Let's use the context from the Data Science interview Q&A treasury.

In [None]:
import pandas as pd
pd.set_option('display.max_colwidth', 1000)
data_df = pd.read_csv("/kaggle/input/data-science-interview-q-and-a-treasury/dataset.csv")
data_df.head(3)

In [None]:
context = data_df.iloc[0].answer
print("Context: ", context)
prompt, answer = ai_agent.generate(query="What is supervised learning?", retrieved_info=context)
print("LLM Answer: ", answer)

In [None]:
class RAGSystem:
    """Sentence embedding based Retrieval Based Augmented generation.
        Given database of pdf files, retriever finds num_retrieved_docs relevant documents"""
    def __init__(self, ai_agent, num_retrieved_docs=2):
        # load the data
        self.num_docs = num_retrieved_docs
        self.ai_agent = ai_agent
        loader = CSVLoader("/kaggle/input/data-science-interview-q-and-a-treasury/dataset.csv")
        documents = loader.load()
        self.template = "\n\nQuestion:\n{question}\n\nPrompt:\n{prompt}\n\nAnswer:\n{answer}\n\nContext:\n{context}"

        text_splitter = RecursiveCharacterTextSplitter(
            chunk_size=800,
            chunk_overlap=100)
        all_splits = text_splitter.split_documents(documents)
        # create a vectorstore database
        embeddings = HuggingFaceEmbeddings(model_name="all-MiniLM-L6-v2")
        self.vector_db = Chroma.from_documents(documents=all_splits,
                                               embedding=embeddings,
                                               persist_directory="chroma_db")
        self.retriever = self.vector_db.as_retriever()

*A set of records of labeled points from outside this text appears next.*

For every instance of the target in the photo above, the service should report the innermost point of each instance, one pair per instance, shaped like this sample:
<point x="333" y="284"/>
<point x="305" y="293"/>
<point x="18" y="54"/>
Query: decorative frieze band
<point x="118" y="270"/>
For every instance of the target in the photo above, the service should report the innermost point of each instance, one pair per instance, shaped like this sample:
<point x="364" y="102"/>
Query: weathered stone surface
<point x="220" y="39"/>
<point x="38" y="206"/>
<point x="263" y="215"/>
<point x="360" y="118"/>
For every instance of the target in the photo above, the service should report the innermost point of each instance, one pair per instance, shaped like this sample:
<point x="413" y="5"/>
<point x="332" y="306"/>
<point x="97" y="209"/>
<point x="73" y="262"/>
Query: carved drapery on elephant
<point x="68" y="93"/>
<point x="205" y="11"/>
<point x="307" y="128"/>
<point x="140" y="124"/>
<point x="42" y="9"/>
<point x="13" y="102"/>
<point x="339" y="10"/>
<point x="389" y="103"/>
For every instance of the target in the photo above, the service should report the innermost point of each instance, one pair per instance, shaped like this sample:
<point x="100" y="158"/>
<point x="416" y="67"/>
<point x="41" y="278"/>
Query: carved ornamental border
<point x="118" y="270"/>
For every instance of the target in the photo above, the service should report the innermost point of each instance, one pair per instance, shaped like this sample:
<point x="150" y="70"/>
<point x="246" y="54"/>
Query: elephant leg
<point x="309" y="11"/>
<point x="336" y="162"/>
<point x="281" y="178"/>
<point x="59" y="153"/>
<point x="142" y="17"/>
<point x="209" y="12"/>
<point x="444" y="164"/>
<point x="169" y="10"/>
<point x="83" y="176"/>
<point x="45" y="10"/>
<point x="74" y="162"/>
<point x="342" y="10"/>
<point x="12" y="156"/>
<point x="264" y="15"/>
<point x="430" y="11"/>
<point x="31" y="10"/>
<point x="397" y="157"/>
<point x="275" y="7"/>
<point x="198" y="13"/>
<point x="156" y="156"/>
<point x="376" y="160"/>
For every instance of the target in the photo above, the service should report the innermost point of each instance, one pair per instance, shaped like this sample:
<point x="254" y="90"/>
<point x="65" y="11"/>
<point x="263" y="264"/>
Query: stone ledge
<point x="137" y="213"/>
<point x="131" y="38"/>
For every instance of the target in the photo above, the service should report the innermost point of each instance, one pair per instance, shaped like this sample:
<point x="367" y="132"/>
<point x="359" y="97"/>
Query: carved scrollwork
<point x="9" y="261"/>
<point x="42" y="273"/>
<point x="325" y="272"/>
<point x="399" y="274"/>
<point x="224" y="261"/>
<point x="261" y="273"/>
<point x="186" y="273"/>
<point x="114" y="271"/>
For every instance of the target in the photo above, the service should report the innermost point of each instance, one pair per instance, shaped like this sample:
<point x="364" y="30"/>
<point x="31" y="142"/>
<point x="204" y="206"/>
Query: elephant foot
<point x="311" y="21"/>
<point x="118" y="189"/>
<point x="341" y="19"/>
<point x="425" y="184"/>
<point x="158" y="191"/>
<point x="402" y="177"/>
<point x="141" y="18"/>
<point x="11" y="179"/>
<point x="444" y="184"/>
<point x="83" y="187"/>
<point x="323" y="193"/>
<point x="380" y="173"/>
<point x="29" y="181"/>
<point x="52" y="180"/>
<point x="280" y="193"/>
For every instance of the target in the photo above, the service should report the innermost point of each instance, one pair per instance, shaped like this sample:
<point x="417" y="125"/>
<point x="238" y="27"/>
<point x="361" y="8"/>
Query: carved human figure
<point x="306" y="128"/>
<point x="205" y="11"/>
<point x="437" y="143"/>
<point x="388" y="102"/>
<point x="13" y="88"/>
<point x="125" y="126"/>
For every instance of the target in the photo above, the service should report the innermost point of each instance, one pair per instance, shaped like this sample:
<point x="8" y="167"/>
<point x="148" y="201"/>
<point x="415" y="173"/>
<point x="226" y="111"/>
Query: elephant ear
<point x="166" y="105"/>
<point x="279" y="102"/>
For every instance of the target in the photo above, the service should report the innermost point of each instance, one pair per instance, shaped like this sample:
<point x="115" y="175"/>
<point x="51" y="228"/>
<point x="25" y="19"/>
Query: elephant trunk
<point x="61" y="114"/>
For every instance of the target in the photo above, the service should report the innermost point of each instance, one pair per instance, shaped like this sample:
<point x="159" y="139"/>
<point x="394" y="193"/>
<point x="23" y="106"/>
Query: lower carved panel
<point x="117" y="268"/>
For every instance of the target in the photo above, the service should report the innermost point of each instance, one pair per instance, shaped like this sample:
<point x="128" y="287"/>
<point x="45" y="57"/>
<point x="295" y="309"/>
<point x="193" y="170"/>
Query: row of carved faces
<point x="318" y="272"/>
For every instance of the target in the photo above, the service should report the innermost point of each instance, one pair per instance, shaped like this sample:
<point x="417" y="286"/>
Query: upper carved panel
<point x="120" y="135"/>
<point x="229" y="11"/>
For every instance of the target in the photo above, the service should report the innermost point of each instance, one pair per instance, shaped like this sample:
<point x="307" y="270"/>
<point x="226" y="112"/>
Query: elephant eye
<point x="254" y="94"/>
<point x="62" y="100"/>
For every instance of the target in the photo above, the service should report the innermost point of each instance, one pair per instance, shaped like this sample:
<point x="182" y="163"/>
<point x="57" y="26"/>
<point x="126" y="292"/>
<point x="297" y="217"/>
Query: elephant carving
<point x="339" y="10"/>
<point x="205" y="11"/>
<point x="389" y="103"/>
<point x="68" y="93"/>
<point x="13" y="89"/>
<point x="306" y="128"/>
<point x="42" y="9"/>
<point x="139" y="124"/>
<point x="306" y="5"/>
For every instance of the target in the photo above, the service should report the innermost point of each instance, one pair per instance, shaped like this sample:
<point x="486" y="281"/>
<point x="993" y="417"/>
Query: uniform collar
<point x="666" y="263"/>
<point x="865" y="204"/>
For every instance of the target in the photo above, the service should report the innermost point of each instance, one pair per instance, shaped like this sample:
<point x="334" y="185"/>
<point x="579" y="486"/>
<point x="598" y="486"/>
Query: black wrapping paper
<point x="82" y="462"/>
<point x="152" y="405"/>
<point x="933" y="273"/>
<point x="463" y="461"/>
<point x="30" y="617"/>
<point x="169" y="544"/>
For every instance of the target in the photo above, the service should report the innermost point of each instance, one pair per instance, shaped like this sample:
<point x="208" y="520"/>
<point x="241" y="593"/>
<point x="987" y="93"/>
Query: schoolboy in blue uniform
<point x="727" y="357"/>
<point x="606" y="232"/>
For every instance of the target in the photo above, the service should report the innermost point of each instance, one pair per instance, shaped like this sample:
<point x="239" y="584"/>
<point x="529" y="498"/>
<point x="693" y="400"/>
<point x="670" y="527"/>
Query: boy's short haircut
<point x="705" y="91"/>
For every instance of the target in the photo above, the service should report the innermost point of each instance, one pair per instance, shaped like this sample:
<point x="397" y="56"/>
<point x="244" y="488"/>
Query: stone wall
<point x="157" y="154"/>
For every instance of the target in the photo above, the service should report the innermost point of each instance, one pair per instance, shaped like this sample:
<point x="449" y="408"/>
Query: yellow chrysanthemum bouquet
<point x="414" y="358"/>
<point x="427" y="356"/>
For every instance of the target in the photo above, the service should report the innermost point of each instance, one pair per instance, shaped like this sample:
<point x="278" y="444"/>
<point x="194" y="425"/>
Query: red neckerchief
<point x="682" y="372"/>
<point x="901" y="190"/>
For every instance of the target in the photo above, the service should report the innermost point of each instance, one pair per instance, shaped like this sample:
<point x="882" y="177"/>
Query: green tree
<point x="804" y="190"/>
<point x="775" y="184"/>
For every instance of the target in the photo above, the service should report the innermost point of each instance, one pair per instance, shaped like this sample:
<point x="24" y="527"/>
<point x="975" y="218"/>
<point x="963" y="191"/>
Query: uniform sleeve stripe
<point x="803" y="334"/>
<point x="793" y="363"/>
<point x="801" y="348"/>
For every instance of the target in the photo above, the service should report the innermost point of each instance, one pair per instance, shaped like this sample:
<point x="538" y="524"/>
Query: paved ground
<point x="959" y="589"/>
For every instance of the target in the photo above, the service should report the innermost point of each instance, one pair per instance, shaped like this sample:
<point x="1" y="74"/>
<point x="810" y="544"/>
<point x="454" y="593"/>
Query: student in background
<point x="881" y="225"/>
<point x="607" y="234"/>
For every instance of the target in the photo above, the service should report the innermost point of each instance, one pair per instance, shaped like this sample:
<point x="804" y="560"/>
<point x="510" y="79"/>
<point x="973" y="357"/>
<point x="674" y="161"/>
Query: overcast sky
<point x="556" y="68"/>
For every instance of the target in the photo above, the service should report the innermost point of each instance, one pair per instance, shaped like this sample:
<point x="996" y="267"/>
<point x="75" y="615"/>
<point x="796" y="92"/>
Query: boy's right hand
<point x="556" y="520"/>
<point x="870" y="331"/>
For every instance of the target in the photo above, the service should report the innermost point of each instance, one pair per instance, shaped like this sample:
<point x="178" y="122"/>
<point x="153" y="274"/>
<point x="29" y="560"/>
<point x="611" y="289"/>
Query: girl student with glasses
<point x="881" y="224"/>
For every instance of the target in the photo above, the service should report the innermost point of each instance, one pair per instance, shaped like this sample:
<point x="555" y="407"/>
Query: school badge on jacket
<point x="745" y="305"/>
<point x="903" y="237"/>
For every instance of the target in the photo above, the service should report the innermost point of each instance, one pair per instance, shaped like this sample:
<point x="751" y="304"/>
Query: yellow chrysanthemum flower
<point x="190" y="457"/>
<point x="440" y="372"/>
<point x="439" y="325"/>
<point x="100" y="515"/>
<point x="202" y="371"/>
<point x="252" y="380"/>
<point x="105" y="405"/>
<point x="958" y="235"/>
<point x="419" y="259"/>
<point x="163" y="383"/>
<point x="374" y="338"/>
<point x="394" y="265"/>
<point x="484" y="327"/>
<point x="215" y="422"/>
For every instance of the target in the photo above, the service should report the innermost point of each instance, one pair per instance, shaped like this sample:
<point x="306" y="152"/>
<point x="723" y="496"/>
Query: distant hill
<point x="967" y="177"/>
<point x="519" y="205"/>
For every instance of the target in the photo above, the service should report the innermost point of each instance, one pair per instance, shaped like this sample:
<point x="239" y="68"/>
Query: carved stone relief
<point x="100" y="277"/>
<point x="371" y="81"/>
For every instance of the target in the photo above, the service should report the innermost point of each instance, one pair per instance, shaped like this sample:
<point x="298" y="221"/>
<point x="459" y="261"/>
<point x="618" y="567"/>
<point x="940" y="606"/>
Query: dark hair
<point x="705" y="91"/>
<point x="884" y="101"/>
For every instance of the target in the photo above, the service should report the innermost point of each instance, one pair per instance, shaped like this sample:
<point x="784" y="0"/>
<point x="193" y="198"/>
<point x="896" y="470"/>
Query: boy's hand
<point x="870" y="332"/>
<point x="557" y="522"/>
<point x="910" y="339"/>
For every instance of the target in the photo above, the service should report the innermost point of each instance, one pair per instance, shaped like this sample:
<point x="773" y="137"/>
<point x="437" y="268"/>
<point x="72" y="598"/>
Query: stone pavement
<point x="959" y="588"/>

    def retrieve(self, query):
        # retrieve top k similar documents to query
        docs = self.retriever.get_relevant_documents(query)
        return docs

    def query(self, query):
        # generate the answer
        context = self.retrieve(query)
        data = ""
        for item in list(context):
            data += item.page_content

        data = data[:500]

        prompt, answer = self.ai_agent.generate(query, data)

        return self.template.format(question=query,
                                    prompt=prompt,
                                   answer=answer,
                                   context=context)



In [None]:
def colorize_text(text):
    for word, color in zip(["Question", "Prompt", "Answer", "Context"], ["blue", "magenta", "red", "green"]):
        text = text.replace(f"\n\n{word}:", f"\n\n**<font color='{color}'>{word}:</font>**")
    return text

# Test the RAG system

In [None]:
rag_system = RAGSystem(ai_agent)

Let's try first with few of the questions from the data we used for the retrieval system.

In [None]:
answer = rag_system.query(data_df.iloc[0].question)
display(Markdown(colorize_text(answer)))

In [None]:
answer = rag_system.query(data_df.iloc[3].question)
display(Markdown(colorize_text(answer)))

In [None]:
answer = rag_system.query("What’s the normal distribution? Why do we care about it?")
display(Markdown(colorize_text(answer)))

Let's try also with some "fresh" questions.

In [None]:
answer = rag_system.query("Please explain bias and variance?")
display(Markdown(colorize_text(answer)))

In [None]:
answer = rag_system.query("What is a Dropout?")
display(Markdown(colorize_text(answer)))

# Conclusions

We tested a RAG system developed with Gemma as LLM, Langchain for data loaders utilities, and ChromaDB as database.
The RAG system is initialized with a dataset, that is used to populate the vector database, and with an AI Agent, that will query Gemma, given the initial query and the retrieved context.
To verify that the result is composed based on the context provided, we include as well the context in the exported result.